Pilgrims Veterinary Practice use modern anaesthetic techniques tailored to the health status of your dog to minimise negative circulatory effects and maximise pain control and recovery.
Our experienced vets perform soft tissue surgeries ranging from neutering and lump removals to more complex procedures such as intestinal resection, spleen removal, perineal hernia repair or diaphragmatic rupture repair.
Orthopaedic surgeries performed include basic fracture repair, lateral suture cruciate repair and salvage procedures such as femoral head and neck excision. At Pilgrims we also have a visiting orthopaedic surgeon for more complex orthopaedic procedures.
On the day of your dog’s op:
- You will have to ensure they have no breakfast (feed as normal the day before)
- You will have to ensure they are clean
- You will be given an admit appointment, usually with the nurse if you have recently seen a vet, where your dog will be checked over and any last minute questions or concerns can be raised. Cost, possible complications and pre-anaesthetic blood testing will be discussed before the consent form is filled out.
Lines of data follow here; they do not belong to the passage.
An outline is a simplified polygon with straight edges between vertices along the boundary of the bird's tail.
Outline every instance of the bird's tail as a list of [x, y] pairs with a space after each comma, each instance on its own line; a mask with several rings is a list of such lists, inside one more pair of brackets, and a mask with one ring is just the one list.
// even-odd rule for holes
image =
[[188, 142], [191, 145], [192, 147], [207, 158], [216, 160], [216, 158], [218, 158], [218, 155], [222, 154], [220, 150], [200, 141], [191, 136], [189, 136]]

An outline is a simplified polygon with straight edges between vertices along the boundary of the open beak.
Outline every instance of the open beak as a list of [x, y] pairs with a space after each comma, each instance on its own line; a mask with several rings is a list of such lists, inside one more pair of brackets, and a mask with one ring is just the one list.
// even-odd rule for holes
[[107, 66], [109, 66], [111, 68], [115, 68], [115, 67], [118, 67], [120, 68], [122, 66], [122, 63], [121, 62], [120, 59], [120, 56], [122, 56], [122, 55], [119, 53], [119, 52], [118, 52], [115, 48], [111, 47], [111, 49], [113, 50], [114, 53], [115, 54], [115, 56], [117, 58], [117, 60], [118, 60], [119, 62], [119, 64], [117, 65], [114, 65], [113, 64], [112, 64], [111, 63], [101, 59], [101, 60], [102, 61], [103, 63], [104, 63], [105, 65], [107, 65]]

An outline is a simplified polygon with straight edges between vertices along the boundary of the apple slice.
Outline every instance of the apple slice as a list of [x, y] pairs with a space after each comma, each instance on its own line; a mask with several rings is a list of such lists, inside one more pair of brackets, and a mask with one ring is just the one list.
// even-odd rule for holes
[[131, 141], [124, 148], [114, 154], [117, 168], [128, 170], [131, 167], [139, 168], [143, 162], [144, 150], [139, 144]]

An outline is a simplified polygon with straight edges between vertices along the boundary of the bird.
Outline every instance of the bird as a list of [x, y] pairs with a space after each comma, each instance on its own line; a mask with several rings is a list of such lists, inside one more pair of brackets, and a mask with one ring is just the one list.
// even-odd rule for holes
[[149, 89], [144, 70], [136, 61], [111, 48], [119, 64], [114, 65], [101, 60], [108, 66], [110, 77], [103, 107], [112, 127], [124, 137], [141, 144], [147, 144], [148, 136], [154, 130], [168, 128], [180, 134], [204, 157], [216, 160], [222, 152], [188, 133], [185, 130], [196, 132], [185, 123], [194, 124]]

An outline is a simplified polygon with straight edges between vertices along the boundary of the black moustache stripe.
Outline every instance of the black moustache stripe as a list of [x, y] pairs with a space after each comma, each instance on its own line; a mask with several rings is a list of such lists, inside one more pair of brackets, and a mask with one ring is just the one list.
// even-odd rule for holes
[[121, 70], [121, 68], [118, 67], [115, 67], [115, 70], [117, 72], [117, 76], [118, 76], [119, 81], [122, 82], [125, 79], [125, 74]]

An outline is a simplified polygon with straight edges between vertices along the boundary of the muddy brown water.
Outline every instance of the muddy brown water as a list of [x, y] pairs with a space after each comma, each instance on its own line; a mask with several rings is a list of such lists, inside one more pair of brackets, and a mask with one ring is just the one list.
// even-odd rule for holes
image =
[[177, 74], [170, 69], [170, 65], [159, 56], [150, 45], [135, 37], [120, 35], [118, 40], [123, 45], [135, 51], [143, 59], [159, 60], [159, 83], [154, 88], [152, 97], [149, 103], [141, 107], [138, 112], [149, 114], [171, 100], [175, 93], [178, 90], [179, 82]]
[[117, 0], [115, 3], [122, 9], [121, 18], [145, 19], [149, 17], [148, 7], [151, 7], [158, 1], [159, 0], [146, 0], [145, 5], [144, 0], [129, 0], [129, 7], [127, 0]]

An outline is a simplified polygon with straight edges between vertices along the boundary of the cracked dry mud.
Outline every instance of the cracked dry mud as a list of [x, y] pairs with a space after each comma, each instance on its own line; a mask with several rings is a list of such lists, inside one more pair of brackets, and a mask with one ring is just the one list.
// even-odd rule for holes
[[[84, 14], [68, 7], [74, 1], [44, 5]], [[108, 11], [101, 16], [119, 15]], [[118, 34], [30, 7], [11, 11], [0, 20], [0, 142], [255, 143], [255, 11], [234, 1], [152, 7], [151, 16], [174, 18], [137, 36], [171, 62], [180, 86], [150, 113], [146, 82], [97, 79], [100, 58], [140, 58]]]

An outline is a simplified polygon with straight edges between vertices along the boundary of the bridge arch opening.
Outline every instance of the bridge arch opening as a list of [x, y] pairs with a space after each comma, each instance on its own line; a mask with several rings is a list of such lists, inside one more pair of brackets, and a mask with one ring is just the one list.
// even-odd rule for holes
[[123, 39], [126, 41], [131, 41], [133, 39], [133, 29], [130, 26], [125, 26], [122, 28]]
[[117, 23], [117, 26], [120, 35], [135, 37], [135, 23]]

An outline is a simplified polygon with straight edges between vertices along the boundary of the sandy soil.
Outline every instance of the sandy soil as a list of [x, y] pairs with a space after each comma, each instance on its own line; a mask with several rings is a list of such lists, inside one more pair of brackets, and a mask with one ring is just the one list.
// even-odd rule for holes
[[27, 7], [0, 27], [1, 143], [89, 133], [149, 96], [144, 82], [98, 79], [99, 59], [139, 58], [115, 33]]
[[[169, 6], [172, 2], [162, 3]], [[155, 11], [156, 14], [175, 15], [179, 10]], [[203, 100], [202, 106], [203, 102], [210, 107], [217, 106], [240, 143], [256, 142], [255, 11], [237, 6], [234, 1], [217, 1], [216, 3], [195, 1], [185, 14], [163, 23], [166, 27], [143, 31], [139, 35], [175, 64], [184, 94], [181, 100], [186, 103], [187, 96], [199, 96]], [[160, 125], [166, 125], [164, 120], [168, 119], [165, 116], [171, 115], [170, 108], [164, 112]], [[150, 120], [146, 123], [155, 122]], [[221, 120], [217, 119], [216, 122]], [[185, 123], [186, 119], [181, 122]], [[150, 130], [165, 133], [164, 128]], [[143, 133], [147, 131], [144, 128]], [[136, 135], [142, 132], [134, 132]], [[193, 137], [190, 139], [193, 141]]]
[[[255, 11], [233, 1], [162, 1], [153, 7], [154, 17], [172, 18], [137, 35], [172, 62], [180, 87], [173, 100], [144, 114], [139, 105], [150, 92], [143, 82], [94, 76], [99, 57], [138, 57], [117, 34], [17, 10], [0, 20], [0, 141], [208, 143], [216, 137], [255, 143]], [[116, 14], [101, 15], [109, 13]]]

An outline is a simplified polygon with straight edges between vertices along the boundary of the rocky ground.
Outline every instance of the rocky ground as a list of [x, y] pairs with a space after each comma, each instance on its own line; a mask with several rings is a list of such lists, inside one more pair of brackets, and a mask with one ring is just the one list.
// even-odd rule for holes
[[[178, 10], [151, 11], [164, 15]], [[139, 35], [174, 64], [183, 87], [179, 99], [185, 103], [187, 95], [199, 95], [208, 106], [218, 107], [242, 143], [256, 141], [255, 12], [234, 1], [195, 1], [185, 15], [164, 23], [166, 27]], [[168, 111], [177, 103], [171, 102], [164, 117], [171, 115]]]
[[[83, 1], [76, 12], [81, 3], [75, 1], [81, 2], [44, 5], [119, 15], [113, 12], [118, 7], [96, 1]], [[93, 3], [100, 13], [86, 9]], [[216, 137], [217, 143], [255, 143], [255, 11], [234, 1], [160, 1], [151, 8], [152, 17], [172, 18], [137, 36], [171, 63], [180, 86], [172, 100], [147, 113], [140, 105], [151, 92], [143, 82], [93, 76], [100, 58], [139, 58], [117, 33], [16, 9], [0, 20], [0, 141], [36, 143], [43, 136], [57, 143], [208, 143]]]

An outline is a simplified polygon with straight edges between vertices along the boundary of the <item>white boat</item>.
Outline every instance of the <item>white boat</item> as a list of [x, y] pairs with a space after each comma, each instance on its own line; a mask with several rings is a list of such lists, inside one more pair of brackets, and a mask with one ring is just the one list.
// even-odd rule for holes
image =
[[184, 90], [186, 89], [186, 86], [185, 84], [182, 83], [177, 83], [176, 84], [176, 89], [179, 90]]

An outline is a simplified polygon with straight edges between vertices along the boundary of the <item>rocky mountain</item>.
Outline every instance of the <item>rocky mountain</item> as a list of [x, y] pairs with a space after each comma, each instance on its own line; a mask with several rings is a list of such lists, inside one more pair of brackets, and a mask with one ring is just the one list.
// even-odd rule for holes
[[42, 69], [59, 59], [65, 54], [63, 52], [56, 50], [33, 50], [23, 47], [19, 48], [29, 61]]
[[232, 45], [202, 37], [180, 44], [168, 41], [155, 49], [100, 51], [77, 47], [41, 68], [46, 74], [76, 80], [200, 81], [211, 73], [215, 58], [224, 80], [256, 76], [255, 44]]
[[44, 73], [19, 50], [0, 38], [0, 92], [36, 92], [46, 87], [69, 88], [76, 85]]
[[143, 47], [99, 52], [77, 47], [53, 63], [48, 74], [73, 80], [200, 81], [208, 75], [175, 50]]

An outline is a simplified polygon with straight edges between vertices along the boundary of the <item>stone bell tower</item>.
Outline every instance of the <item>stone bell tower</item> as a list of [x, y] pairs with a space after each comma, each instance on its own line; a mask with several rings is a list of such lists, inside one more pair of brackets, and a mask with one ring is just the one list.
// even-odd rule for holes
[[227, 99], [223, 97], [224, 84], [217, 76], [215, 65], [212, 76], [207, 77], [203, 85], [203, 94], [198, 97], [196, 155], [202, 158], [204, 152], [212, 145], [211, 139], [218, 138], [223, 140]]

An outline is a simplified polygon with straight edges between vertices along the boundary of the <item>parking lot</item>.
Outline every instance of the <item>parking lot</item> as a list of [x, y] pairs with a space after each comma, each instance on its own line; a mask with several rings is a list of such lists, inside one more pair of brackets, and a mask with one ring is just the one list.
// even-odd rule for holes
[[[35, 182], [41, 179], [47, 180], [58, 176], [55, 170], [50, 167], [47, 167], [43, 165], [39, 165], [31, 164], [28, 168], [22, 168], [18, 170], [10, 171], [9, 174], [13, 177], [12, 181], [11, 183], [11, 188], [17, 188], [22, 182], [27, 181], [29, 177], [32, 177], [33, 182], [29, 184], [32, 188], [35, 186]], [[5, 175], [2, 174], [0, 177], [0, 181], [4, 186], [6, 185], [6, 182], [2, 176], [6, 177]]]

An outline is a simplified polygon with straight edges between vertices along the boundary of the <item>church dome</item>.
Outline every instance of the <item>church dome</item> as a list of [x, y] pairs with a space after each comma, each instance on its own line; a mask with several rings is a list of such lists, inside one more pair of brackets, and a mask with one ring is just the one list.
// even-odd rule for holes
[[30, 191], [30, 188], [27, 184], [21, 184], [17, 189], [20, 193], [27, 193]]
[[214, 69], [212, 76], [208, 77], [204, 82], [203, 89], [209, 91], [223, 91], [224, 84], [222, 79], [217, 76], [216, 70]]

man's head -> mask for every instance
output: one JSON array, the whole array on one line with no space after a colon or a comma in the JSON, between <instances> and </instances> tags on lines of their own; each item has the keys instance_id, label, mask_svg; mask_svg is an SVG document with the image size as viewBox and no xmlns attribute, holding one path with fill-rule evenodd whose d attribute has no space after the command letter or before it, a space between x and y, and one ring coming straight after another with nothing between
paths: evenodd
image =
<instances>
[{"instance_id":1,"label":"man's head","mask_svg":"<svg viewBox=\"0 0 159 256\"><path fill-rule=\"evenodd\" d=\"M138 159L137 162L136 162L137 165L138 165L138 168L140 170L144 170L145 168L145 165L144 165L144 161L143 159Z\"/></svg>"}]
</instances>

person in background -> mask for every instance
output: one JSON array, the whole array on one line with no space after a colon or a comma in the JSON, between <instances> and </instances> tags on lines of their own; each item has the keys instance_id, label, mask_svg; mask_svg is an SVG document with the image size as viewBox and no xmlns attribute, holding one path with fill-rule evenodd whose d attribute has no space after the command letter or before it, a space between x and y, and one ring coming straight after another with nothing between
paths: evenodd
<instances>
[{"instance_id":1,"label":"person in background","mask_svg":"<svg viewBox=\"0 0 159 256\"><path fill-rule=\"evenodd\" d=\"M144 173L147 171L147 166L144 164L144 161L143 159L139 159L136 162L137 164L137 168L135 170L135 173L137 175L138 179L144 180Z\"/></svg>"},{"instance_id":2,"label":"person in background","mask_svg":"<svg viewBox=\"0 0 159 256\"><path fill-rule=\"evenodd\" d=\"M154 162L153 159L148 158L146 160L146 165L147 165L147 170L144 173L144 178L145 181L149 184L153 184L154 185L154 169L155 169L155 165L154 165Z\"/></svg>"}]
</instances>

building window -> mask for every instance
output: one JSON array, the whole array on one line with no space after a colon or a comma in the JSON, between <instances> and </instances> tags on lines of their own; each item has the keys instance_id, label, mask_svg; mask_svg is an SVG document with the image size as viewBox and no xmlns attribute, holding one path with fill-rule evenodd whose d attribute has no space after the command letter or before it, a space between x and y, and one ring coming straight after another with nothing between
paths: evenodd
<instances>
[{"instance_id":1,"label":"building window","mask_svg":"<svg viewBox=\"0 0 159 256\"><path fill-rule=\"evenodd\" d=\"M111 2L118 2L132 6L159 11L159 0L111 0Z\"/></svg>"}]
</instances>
- Once admitted, your dog will receive a pre-medicant which helps keep them calm before surgery, aids in a smooth anaesthetic induction and loads the body with pain relief.
- Your dog will then have a cannula placed in their leg vein to give the anaesthetic and this stays in place until full recovery so that we can provide fluid blood pressure support or in the event of an emergency, we can give medication intravenously.
- Your dog will usually be maintained under general anesthesia via a tube placed down the airway delivering 100% oxygen and anaesthetic gas.
- The area for surgery is widely clipped of hair and the skin prepared in a sterile manner before your dog is moved into our theatre.
- On recovery, your dog will be monitored until they have a normal body temperature and we will phone you to let you know how they are and how the procedure went. They are usually fed within a couple of hours as this aids recovery.
- If your dog is not staying in overnight, they can go home between 3pm and 6pm depending on their recovery. The nurse will explain all post operative care to you, including feeding, rest, how to monitor the wound and when we need to see your dog again.